The range of the action spectrum

It has been possible to obtain some information on the effective wave-lengths though not to plot quantitativelythe response to different wave-lengths with equal energy doses or the doses required for equal response. The reasons for the difficulty of such quantitative determination will be clear in the sections below on fluctuation of background frequency and of response frequency under given conditions. With a rock salt infra-red monochromator and Nernst glower as source, strong response was obtained in the range 1.5-4.0 µm peak wave-length, while no response occurred at 1.0, doubtful responses at 5-7, and none at 10.0 µm. The source emits strongly at 2.0 µm and falls off steeply on either side so that the stimulus available at 10 µm was weak, but the absence of response at 10 µm is probably significant as the lower limit.

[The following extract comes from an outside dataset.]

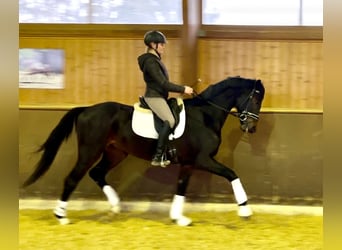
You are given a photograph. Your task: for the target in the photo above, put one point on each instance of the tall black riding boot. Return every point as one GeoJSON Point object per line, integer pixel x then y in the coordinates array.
{"type": "Point", "coordinates": [159, 159]}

By the use of heat filters which pass almost all the visible light (slightly greenish to the eye) and cut off more efficiently above 1.5µm, especially the Schott-Jena BG21, quite strong beams of light are rendered completely ineffective, for example, a direct, focused beam from a B and L spherical microscope lamp at full iris with a 100 W bulb. A zirconium arc of 100 W with a glass condensing lens or stronger incandescent sources will still deliver some stimulus through such filters, indicating that although visible wave-lengths are probably quite ineffective the near infrared (0.7-1.0 µm) is weakly effective. Inserting the Schott-Jena RG 7 (opaque to visible rays, but passing nearly all infrared) does not reduce the effectiveness of such beams noticeably, but a slight response when the filter is removed indicates that some visible or near infra.red is stimulating.

Naked sources such as the Nernst glower or a match (with peaks at about 2-2.3 µm) are rendered completely ineffective by a filter of a few mm of glass, or of water in glass, which cut off energy longer than 1.5-2.6 µm so that these longer wave-lengths must be part of the action spectrum. Glass-enclosed sources such as incandescent lamps fitted with condensing lenses have already suffered virtually complete removal of energy longer than 2.6 µm, but are still useful stimulators when sufficiently intense owing to radiation from the glass.

By the use of filters, wave-lengths longer than 3 or 4 µm are almost impossible to deliver without contamination of energy at 2 to 3µm. Our monochromator has too little energy in the long infra-red region for us to expect stimulation. But the efficacy of such sources as the hand, small mammals and black bodies at 1° C above a neutral temperature is good evidence that wave-lengths at least as long as 15 µm must be effective, for these low temperature emitters have their peak in this region. It will be shown below that the calculated threshold flux from a rat is the same as or lower than that from a Nernst glower, whose peak of emission is at 2µm.

It is reasonable to conclude that the action spectrum does not extend below 1.5 µm, at least not with a sensitivity above a small fraction of that at 2 µm, and that it extends at least out to 15 µm, where sensitivity is as great as at 2 µm.